Developers use state machines to model how a user interacts with the application. These models are also helpful in modeling business logic flow in the system.
In both cases, state machines help visualize the flow of the application and organize the code in a maintainable fashion.
State machines are often used to improve the user experience, especially in apps with lots of steps or where there’s a risk of user abandonment.
For example, a booking app might use a state machine to track the progress of a booking and display a different set of fields based on the stage of the booking.
While the booking process might be linear, the user experience can be improved by offering relevant fields upfront and removing them as soon as they are no longer required.
You can think about this concept as having a conversation with your users: you have a set of questions you need to ask, but the order in which you ask them, and the timing with which you ask them, can have a significant impact on the user experience, and ultimately on your company’s bottom line.

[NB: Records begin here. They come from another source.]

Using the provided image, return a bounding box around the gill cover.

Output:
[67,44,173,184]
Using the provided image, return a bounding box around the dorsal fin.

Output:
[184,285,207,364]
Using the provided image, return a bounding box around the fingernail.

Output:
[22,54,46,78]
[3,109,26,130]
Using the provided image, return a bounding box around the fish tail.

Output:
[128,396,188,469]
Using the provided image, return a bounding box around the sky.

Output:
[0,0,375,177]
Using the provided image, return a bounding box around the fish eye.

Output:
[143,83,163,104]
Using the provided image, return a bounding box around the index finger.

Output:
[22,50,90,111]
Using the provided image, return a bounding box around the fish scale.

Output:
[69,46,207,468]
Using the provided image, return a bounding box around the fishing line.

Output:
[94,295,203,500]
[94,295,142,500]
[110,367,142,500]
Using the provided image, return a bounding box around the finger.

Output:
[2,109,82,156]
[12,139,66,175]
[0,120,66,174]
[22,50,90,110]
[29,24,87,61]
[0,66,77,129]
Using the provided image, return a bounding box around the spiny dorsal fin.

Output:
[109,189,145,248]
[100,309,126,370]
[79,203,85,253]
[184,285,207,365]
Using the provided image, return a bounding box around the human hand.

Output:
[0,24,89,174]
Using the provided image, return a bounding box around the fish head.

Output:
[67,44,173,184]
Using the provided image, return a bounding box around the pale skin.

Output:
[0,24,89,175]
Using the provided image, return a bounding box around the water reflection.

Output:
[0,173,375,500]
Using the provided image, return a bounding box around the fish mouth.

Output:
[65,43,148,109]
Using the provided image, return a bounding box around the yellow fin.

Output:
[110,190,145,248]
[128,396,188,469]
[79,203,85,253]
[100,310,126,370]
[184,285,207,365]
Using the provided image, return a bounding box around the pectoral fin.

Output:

State machines help developers ensure their software is efficient, scalable, and maintainable.
State machines are vital to engineering reliable systems necessary to remain relevant amidst the digital transformation.
FSMs model complex processes in a way that makes them easy for developers to understand. This helps the developer build a system that accurately reflects the requirements and provides a positive user experience.
If you are rethinking how you build software by using state machines, our team of professionals and our long expertise, can help you figure out the right direction.